The AIC conference is held annually and is the main opportunity for members of the International Colour Association to gather and exchange information.
Abstract – Specified vs. Perceived colour: Identifying and managing the factors that impact variability between specified colour and perceived colour in the built environment
In the built environment, colour scheme specification for both interior spaces and exterior building façades can be problematic. Not simply in terms of aesthetics, functionality of client aims, but due to the range of factors that can directly impact or influence perception of specified colour, creating a situation where perceived colour differs from specified colour.

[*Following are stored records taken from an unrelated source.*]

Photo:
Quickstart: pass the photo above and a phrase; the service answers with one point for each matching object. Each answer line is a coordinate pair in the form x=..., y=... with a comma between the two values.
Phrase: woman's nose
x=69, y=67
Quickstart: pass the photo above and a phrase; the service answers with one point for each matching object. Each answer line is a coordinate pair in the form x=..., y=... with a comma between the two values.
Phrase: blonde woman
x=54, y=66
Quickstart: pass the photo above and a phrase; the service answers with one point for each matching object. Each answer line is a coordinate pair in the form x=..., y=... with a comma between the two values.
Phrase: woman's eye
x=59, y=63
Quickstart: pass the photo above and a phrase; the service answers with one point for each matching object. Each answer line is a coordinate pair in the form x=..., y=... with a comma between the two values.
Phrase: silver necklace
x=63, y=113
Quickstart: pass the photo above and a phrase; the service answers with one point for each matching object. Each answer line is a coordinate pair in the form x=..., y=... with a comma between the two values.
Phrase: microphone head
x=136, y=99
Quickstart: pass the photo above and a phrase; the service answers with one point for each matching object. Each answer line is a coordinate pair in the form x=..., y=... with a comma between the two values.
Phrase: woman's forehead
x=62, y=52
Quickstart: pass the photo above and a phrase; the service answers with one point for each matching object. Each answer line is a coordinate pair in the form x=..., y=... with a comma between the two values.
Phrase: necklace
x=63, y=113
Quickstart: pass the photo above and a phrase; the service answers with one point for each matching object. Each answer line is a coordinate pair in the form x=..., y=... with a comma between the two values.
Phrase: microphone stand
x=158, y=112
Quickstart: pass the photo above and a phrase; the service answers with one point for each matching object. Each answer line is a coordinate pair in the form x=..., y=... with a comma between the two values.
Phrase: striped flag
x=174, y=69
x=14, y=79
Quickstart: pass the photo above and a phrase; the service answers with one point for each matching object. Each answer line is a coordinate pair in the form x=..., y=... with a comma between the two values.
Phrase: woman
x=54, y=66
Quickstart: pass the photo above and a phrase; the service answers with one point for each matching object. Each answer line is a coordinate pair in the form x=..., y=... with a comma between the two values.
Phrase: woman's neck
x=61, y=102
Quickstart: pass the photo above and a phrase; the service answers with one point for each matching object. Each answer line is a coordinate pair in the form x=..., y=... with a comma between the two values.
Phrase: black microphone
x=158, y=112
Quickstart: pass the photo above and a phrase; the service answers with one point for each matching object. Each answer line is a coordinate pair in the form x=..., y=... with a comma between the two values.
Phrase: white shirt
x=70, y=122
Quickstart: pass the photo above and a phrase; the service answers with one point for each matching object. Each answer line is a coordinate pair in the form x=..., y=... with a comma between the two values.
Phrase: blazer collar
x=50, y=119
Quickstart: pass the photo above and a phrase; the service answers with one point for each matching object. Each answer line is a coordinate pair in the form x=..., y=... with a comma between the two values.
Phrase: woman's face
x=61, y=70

Aside from the complexity of colour and human perception of colour, there are various factors that impact perception of colour in respect to interior spaces and exterior façades. These factors, which impact colour scheme development and need to be considered during the development process, include contextual colour, simultaneous contrast effect, as well as variations in ambient lighting. This discussion focuses on strategies to manage and/or mitigate the factors that impact specified colour. These strategies will be examined with reference to recent project case studies.
Abstract – Data Visualization: The power and persuasive capacity of colour
Data visualizations are a branch of visual communications common across academic, business, educational, and political sectors. They are generally purpose-driven and, while the overall goal it to convey information, this intention is underpinned by the aims and agenda of the author.
Design elements and including colour and contrast play integral roles in data visualization and are used to highlight key information. In this context, the mechanics of visual perception in tandem with cognitive processing and critical analysis influences how an audience perceives, engages, understands, and acts upon the information contained within data visualizations.
This paper examines the power and persuasive capacity of color in data visualization and explores the ways it impacts how information may be skewed, depending on an author’s aims and agenda. Color and contrast have the capacity to highlight information or misrepresent and mislead, and flow-on effects relate to the ways in which the audience evaluates and responds to information embedded in data visualizations.